An alternative approach suggests that this may be no derangement, but an imperative— that although the requirement estimates, based on human physiology, may be adequate for physiological function, there are additional benefits to the persistently higher intake of salt in humans. Such benefits can make salt tasty by conditioning, that is, if salt does us good, it will come to taste good. Taste will therefore regulate its intake, not physiological necessity. On the contrary, physiology is harnessed to cope with this overload, and clearly at a price in bodily resources and health. According to this rationale, and it is presently the best available, to understand the human penchant for deranged salt balance all that remains is to discover how salt benefits us. In an interesting departure from the reduction proposals, it has recently been argued that, in fact, the current level of intake is the healthiest in terms of cardiovascular mortality—sodium intakes above and below the range of 2.5–6.0 g/day (6.4–15.3 g/day salt) are associated with increased risk (Alderman and Cohen 2012).

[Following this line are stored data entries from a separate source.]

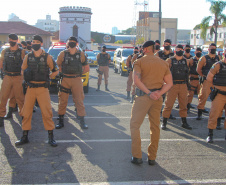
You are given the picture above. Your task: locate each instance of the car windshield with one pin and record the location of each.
(127, 52)
(90, 54)
(55, 52)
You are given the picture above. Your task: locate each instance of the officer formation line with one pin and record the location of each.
(154, 76)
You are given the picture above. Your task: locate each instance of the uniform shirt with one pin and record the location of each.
(152, 70)
(50, 62)
(214, 70)
(3, 54)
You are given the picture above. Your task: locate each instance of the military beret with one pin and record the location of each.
(73, 38)
(148, 43)
(37, 37)
(13, 36)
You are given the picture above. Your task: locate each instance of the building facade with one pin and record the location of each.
(48, 24)
(76, 21)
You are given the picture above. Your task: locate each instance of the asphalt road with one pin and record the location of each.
(101, 154)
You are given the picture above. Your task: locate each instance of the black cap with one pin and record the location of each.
(73, 38)
(179, 46)
(24, 43)
(13, 36)
(157, 41)
(148, 43)
(167, 40)
(37, 37)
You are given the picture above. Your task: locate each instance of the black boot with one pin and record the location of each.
(218, 124)
(82, 122)
(131, 101)
(106, 87)
(185, 124)
(164, 122)
(51, 141)
(128, 95)
(24, 139)
(9, 114)
(199, 114)
(98, 88)
(209, 139)
(61, 122)
(1, 121)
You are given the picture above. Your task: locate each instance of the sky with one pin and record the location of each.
(109, 13)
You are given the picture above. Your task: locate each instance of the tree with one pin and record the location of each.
(216, 9)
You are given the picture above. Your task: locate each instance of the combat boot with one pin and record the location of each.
(51, 141)
(9, 114)
(185, 124)
(82, 122)
(106, 87)
(199, 114)
(131, 101)
(1, 121)
(128, 95)
(218, 124)
(24, 139)
(98, 88)
(209, 139)
(61, 122)
(164, 122)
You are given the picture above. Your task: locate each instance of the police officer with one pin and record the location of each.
(217, 78)
(36, 69)
(150, 73)
(179, 69)
(193, 76)
(103, 60)
(11, 61)
(129, 65)
(204, 65)
(73, 63)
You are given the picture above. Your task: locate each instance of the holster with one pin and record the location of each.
(213, 93)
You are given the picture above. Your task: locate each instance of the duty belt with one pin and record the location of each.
(12, 74)
(179, 82)
(36, 85)
(66, 76)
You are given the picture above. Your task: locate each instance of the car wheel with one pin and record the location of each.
(86, 88)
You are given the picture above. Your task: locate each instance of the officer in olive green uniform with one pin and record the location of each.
(217, 78)
(11, 61)
(204, 65)
(73, 63)
(179, 69)
(150, 73)
(36, 70)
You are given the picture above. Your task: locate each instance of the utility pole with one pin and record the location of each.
(160, 17)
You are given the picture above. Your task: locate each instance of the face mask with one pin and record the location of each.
(213, 51)
(179, 53)
(187, 50)
(198, 55)
(157, 47)
(135, 52)
(72, 44)
(12, 43)
(167, 48)
(36, 47)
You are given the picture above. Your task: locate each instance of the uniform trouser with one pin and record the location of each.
(129, 81)
(180, 91)
(11, 84)
(204, 94)
(217, 105)
(144, 105)
(43, 98)
(105, 70)
(194, 85)
(76, 86)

However, the long-term benefits of sodium cannot condition sodium preference in the healthy individual—although over generations such increased fitness might.

Extant Notions about Why We Have Deranged Intake

We review extant notions about the causes of our salt intake, as a derived derangement of animal salt appetite, the suggestion that much of our salt intake is insensible by virtue of sodium being veiled in industrialized foods, that we are instilled with a love of salt at an early age, or that we are addicted to salt. We end with a review of the single established determinant of salt intake—perinatal sodium loss.

Let us contemplate the nature of the human predilection for salt. We have four, possibly five, basic taste sensors in our mouths. In concert, they inform us of the infinite variety of tastes we enjoy. Yet, of these few sensors, one is dedicated entirely and specifically to respond to sodium, the charged atom that gives salt its unique taste.

 

Micah Leshem. (2014). The human penchant for deranged salt balance. In: Neurobiology of body fluid homeostasis (transduction and integration). Eds: De Luca L,  Menani JV, Johnson AK. Taylor & Francis Group.  Series: Frontiers in Neuroscience Boca Raton (FL): CRC Press; 2014. Chapter 1.